Neben dem Tisch mit den Geschenken stand ein Mann im blauen Anzug, der sich mit dem Kriminalchef und Bjarne Møller unterhielt.
»Gunnar Hagen?«,fragte Harry, den Mund voller Kaffee. »Das ist der neue Dezernatsleiter?«
»Das heißt nicht mehr Dezernatsleiter, Harry.«
»Nicht?«
»KOK. Kriminaloberkommissar. Es ist schon mehr als vier Monate her, dass sie die Bezeichnung der Dienstgrade geändert haben.«
»Wirklich? Vielleicht war ich an dem Tag krank. Bist du denn noch immer Kommissar?«
Halvorsen lächelte.
Der neue Kriminaloberkommissar wirkte durchtrainiert und jünger als die 53 Jahre, die im Rundschreiben erwähnt worden waren. Eher mittelgroß als groß, stellte Harry fest. Und mager. Ein Netz klar definierter Muskeln an Kiefer und Hals deuteten auf einen asketischen Lebenswandel hin. Der Mund war gerade, das Kinn streckte sich entschlossen vor. Man konnte dahinter Energie vermuten – oder einfach einen Unterbiss.

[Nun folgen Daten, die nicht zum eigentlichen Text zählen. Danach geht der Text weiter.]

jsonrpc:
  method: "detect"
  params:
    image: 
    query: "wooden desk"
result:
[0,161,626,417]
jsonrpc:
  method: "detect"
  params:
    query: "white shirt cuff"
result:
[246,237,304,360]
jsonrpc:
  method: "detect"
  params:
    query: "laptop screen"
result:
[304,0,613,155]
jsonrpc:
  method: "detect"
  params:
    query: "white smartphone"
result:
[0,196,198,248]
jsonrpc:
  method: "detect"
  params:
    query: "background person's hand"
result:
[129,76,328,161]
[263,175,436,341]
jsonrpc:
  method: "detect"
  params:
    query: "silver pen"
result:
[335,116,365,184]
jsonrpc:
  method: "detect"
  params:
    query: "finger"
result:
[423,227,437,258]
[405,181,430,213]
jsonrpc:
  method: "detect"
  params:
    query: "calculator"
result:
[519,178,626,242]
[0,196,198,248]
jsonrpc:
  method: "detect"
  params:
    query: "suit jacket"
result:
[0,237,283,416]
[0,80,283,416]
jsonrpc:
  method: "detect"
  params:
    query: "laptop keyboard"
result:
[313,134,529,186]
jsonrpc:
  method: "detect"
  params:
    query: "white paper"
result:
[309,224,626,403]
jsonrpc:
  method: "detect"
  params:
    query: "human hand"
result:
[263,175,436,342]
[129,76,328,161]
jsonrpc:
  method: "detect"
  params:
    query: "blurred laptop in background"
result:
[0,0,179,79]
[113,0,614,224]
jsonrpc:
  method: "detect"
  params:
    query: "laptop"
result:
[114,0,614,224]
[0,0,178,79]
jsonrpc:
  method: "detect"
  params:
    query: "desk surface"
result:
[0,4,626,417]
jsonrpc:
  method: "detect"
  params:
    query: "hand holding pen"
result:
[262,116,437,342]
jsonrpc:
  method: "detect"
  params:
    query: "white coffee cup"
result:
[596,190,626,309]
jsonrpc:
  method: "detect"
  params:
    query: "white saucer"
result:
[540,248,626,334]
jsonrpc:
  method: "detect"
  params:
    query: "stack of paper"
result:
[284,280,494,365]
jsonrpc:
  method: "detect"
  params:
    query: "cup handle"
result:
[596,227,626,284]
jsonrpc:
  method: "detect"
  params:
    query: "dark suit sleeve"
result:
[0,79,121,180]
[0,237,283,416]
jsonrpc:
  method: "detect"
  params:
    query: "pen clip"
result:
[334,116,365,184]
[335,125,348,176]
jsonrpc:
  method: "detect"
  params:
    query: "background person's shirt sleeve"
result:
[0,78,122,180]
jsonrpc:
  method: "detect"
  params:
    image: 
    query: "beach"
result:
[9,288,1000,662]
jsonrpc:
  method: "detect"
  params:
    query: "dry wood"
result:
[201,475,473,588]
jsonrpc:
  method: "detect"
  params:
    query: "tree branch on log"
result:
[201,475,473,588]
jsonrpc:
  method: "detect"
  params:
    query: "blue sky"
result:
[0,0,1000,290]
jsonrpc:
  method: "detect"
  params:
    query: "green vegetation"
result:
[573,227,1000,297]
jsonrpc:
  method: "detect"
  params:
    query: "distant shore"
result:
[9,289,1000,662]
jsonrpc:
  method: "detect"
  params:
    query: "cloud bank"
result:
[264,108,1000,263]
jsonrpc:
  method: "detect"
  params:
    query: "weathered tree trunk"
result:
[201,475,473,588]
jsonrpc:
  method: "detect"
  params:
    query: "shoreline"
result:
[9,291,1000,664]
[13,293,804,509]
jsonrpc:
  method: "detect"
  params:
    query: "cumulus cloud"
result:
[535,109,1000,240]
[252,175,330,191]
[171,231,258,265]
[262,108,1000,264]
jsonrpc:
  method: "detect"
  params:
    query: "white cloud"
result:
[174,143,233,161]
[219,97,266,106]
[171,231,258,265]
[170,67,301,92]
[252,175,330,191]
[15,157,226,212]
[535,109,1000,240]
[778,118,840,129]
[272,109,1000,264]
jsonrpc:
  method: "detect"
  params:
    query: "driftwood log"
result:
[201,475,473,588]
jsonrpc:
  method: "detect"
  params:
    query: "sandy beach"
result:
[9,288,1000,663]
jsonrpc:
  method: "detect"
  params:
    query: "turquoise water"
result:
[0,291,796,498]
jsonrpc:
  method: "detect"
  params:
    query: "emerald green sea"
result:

Hagens schwarze Haare lagen in einem Kranz um eine kahle Stelle, waren aber so dick und dicht, dass man den neuen KOK beinahe verdächtigen konnte, einen exzentrischen Frisurengeschmack zu haben. Die kräftigen, diabolisch geformten Augenbrauen deuteten auf jeden Fall darauf hin, dass Haare in diesem Körper einen guten Nährboden fanden.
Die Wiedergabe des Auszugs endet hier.